I've suffered from survivor's guilt ever since I was 13 when my friend passed away in a car accident. He was the coolest guy I knew at the time. Every weekend, we'd skateboard together across Kuala Lumpur. I've often asked, why him and not me?

Due to suffering from survivor's guilt, I delayed having children for longer than desired because I couldn't bear the thought of not being able to properly provide for my family due to money issues. Further, I didn't want to have children and then seldom see them due to my rigorous work and travel schedule.

In order for me to overcome dad guilt, I felt I first needed to be financially independent so I could dedicate as much time as possible raising my son until he went to school full-time. In retrospect, I didn't need nearly as much money as I thought to raise a child. It was just this psychological burden that weighed down on me since I was a kid.

Ways To Overcome Dad Guilt

For those working fathers who are experiencing some type of dad guilt, here are some thoughts on how to overcome this gnawing feeling.

1) Give it time.

Your guilt will slowly fade away because your child will naturally become more independent and not want to spend as much time with you. Your child will make new friends, get addicted to electronic devices, and find other things to do. By the time your child becomes a teenager, they might want nothing to do with you. Further, your desire to be an ever present parent will naturally fade, or perhaps ebb and flow, the longer you are a parent.

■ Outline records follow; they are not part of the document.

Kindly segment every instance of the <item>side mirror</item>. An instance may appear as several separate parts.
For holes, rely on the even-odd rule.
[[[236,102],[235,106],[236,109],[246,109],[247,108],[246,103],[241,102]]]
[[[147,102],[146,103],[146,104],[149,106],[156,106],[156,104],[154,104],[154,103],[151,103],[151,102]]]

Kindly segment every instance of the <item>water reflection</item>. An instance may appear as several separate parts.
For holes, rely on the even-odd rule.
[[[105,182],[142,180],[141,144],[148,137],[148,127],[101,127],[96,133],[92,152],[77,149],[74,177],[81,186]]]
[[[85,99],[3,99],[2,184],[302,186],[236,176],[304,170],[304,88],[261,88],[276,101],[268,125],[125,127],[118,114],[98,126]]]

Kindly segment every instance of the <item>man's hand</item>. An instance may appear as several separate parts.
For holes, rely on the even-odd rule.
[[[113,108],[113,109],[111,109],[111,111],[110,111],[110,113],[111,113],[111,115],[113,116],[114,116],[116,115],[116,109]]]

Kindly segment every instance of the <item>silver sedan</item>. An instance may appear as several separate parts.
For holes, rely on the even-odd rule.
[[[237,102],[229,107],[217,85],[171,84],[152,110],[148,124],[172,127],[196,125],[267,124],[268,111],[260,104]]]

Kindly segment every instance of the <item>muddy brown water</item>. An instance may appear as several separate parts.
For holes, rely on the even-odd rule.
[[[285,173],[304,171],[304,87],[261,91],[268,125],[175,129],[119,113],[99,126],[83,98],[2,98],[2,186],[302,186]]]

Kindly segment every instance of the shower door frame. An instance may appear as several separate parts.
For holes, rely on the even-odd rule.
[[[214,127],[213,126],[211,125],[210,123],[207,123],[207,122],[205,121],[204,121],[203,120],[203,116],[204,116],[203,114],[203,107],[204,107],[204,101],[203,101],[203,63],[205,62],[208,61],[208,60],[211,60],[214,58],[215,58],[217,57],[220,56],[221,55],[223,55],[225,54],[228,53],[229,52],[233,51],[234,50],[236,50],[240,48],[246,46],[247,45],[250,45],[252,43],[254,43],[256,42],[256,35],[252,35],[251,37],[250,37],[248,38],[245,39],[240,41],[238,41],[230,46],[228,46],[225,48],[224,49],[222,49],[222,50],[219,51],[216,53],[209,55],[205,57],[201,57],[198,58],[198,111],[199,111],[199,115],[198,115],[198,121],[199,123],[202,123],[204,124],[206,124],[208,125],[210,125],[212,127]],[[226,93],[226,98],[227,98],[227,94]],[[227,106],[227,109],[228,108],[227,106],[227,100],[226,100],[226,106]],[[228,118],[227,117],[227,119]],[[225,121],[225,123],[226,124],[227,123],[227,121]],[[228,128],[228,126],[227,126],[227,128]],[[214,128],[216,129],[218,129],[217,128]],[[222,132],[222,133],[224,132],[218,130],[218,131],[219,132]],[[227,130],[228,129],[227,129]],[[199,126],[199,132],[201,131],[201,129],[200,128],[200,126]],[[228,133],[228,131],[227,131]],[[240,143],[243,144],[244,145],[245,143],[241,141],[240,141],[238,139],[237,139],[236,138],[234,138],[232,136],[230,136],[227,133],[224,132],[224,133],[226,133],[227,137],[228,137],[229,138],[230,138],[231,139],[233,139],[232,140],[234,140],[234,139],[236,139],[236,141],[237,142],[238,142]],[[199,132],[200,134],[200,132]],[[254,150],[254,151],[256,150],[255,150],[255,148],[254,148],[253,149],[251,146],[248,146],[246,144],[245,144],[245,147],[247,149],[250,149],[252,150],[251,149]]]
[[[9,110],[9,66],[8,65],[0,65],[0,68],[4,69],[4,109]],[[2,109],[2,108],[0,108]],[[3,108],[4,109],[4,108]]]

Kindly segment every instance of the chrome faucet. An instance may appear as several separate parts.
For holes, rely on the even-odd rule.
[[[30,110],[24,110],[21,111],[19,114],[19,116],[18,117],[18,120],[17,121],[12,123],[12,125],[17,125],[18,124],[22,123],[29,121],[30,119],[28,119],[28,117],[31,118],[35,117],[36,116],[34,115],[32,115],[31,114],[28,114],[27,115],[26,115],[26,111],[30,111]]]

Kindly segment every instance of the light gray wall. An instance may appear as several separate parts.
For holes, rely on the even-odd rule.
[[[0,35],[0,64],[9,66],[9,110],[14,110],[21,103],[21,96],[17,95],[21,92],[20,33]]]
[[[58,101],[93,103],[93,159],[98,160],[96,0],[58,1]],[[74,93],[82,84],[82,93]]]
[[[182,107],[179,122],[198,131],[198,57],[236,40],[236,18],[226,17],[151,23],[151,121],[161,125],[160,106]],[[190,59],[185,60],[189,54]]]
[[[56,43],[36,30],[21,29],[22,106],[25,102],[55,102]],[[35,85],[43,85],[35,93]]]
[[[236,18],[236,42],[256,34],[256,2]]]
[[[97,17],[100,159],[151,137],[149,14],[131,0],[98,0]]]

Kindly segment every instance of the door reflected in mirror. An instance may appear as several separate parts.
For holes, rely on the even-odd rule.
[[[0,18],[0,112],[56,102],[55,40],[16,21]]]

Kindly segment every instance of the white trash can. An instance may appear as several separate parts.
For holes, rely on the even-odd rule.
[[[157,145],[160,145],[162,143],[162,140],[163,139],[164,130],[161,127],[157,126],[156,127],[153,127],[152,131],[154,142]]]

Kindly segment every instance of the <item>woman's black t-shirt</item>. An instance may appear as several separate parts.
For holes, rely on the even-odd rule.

2) Be the commander for 100% of the weekend.

The more time you spend with your child, the less guilty you will feel. If removing guilt requires spending 10 hours a day on Saturday and Sunday and all your child's waking hours after you come home from a stressful day at work, DO IT. The hours won't last forever because your child will eventually go to school full-time.

3) Lock your phone up while playing with your kids.

Parents who suffer from guilt often say, “Quality time is better than quantity time.” It's their way of rationalizing not spending as much time with their children. Hopefully, quality time means quality time because it makes a massive difference in connecting with your children. Don't be like many of the nannies I see during the day ignoring their wards because they are on their phones. When you are with your kids, make it a goal not to check your phone for at least one hour at a time.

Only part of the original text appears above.